Intel Raptor Lake Core i9-13900 ES CPU Up To 50% Faster Than Alder Lake Core i9-12900 At a Low Clock Speed of 3.7 GHz
The 13th Gen Intel Raptor Lake CPUs will be combing the new Raptor Cove P-Cores and Gracemont (E-Cores) in an optimized 10nm (Intel 7+) package. Compared to Intel’s Alder Lake CPUs, the Raptor Lake chips will come with a host of improvements besides just more cores and clock speeds. These include:
Support for up to DDR5-5600 memory (JEDEC) 20% Larger L3 cache (Up To 36 MB Unified) 2x Larger L2 cache (Up To 32 MB) Support For AVX/AVX2 on E-Cores No Support For AVX-512 (Just Like Alder Lake-S)
The Raptor Lake CPU sample tested is an Intel Core i9-13900 which features 8 P-Cores and 16 E-Cores for a total of 24 cores and 32 threads. The chip was running at max clock speeds of 3.7 GHz for the P-Cores and 2.76 GHz for the E-Cores. That’s really low from the retail version which will be offering over 5.5 GHz speeds as mentioned in various leaks. The CPU is equipped with 32 MB of L2 cache (8 x 2 MB for P-Cores / 4 x 4 MB for E-Cores) and 36 MB of L3 cache for a combined total of 68 MB of ‘Gaming’ cache. Coming to the benchmarks, it is not mentioned what exact test setup was used and if the memory was indeed running at DDR5-5600 speeds. But with that said, the results are very impressive for an ES chip with such low clock speeds. The Intel Core i9-13900 ‘Raptor Lake’ CPU offered up to 50% uplift over the Intel Core i9-12900 in Whetstone FP32 tests and an impressive 2x gain in the FP64 tests. The chip ended up faster than both, the Intel Core i9-12900 and AMD Ryzen 9 5900X which is good for the upcoming lineup. The results above were with non-SIMD code so entering the SIMD workload segment, the overall performance takes a hit and we see the Intel Raptor Lake Core i9-13900 CPU ending up just 4-6% faster than Alder Lake. The Intel Core i9-11900K does deliver better performance thanks to its AVX-512 capabilities that are missing from Alder Lake & Raptor Lake CPUs. AMD also shows a huge lead here and with AVX-512 coming to Zen 4 CPUs, they can end up having a big lead over Raptor Lake in this particular segment.

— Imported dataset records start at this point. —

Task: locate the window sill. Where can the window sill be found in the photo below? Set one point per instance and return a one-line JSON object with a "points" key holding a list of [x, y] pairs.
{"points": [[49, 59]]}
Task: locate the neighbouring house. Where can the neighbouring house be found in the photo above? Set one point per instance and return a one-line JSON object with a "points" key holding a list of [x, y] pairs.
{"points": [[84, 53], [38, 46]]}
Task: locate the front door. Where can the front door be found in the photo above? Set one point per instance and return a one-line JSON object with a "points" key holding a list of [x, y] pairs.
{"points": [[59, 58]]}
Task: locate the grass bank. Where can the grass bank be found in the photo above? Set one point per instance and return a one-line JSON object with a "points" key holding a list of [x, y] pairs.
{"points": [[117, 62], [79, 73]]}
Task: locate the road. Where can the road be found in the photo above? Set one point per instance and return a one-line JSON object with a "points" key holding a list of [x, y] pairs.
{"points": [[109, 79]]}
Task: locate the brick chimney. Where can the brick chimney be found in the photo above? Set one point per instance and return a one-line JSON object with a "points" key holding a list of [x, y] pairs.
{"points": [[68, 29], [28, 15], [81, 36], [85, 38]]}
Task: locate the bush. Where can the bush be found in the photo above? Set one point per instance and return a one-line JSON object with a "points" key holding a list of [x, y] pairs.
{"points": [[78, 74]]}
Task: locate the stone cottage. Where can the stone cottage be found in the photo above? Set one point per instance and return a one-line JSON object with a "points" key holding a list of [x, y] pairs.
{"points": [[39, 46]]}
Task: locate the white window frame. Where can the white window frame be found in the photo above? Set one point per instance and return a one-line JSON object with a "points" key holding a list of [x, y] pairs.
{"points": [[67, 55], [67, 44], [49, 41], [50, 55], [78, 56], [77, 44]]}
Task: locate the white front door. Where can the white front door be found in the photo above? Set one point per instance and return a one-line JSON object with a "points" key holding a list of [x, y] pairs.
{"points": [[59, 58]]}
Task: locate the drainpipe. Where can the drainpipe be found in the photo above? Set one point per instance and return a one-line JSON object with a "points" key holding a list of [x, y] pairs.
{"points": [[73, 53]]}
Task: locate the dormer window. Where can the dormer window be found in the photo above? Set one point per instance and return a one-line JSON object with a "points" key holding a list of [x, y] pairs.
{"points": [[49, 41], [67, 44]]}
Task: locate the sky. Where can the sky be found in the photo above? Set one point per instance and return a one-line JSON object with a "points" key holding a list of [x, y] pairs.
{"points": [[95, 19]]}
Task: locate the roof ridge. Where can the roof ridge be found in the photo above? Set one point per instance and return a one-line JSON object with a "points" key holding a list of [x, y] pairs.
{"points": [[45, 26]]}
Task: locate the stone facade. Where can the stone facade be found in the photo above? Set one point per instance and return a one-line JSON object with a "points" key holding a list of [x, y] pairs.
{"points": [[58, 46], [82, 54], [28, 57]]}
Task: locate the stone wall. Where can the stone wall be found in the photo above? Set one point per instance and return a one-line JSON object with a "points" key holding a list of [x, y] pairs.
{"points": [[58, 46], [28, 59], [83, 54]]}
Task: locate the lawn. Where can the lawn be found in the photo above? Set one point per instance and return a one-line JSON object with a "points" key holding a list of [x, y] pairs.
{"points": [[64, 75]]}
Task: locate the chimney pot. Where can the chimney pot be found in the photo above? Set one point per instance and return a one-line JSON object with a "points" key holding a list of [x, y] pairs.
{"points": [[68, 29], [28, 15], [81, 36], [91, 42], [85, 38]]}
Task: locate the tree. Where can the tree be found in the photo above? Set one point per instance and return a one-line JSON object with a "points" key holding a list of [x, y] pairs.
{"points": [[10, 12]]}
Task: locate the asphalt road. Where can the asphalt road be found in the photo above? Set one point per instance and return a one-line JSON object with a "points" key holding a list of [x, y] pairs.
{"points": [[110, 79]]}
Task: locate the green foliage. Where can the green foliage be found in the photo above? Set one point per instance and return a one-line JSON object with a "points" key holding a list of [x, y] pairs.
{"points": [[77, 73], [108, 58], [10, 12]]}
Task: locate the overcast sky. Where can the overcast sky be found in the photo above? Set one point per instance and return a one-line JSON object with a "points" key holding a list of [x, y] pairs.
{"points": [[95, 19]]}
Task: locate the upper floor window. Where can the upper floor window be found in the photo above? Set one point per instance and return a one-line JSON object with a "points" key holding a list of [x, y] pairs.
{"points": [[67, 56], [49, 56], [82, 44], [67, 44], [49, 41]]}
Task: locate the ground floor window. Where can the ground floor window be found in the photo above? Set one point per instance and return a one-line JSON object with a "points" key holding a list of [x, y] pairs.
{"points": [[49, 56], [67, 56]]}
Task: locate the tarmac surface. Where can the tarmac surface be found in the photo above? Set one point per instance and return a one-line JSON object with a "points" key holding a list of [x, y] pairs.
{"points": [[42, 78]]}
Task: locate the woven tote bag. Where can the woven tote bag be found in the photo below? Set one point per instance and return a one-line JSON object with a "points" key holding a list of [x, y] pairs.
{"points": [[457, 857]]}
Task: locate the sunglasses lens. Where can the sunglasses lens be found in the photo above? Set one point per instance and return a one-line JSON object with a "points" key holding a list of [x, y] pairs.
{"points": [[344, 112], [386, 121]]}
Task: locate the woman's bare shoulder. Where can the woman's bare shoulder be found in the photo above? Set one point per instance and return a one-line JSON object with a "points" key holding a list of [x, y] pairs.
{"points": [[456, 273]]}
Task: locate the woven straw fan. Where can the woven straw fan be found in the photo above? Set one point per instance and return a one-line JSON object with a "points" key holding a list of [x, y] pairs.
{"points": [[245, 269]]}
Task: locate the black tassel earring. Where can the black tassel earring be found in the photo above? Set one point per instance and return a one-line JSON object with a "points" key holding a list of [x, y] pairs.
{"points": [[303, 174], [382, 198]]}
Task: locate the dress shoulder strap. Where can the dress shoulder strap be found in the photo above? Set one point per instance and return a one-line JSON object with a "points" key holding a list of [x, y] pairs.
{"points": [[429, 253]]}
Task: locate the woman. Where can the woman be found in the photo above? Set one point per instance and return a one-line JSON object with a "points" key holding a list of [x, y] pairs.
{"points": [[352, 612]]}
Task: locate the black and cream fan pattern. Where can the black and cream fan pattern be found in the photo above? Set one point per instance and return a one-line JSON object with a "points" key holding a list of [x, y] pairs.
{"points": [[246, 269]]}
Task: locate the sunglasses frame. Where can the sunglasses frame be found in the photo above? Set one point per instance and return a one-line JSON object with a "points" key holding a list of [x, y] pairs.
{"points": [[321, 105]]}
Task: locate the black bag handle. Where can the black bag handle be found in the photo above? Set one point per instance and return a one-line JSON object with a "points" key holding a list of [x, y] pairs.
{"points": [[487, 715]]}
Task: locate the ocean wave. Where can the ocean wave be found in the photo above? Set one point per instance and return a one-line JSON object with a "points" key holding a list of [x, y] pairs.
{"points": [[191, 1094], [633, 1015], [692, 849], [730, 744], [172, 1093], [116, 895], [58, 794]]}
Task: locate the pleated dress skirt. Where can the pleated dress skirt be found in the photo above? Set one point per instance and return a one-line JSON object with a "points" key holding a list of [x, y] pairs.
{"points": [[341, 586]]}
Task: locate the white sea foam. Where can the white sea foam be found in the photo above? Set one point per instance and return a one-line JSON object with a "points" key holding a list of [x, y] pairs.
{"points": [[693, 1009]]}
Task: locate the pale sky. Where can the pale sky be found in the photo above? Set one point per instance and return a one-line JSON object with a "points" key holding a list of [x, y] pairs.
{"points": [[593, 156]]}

Intel Raptor Lake Core i9-13900 Leaked Benchmarks (Credits: SiSoftware)
So in conclusion, the Intel Raptor Lake Core i9-13900 CPU, for its ES state, does perform really well but it would be better if we wait for the final performance numbers to show up since clocks do play a big role in the end. SiSoftware has given the following taglines in regards to Raptor Lake for now:
In legacy ALU/FPU tests, RPL shows a large 33-50% improvement over ADL even at lower clocks which is tremendous. In heavy vectorised/SIMD tests, RPL sees only 5-8% improvement over ADL (at lower clocks) which is encouraging but perhaps not a surprise as the extra Atom cores are not going to provide much uplift. We are waiting for additional benchmark results to have a better understanding. The huge L2 combined caches (16+16 = 32MB) and the increased L3 (36MB unified) finally overtake/match AMD’s Zen3 – but now with Zen2-3D V-Cache and forthcoming Zen4 (1MB L2 per core vs. 512kB) it may still not be enough.
The Intel 13th Gen Raptor Lake Desktop CPUs are expected to launch later this year and will be supported by the existing LGA 1700/1800 socketed platforms with both DDR5 and DDR4 DRAM support.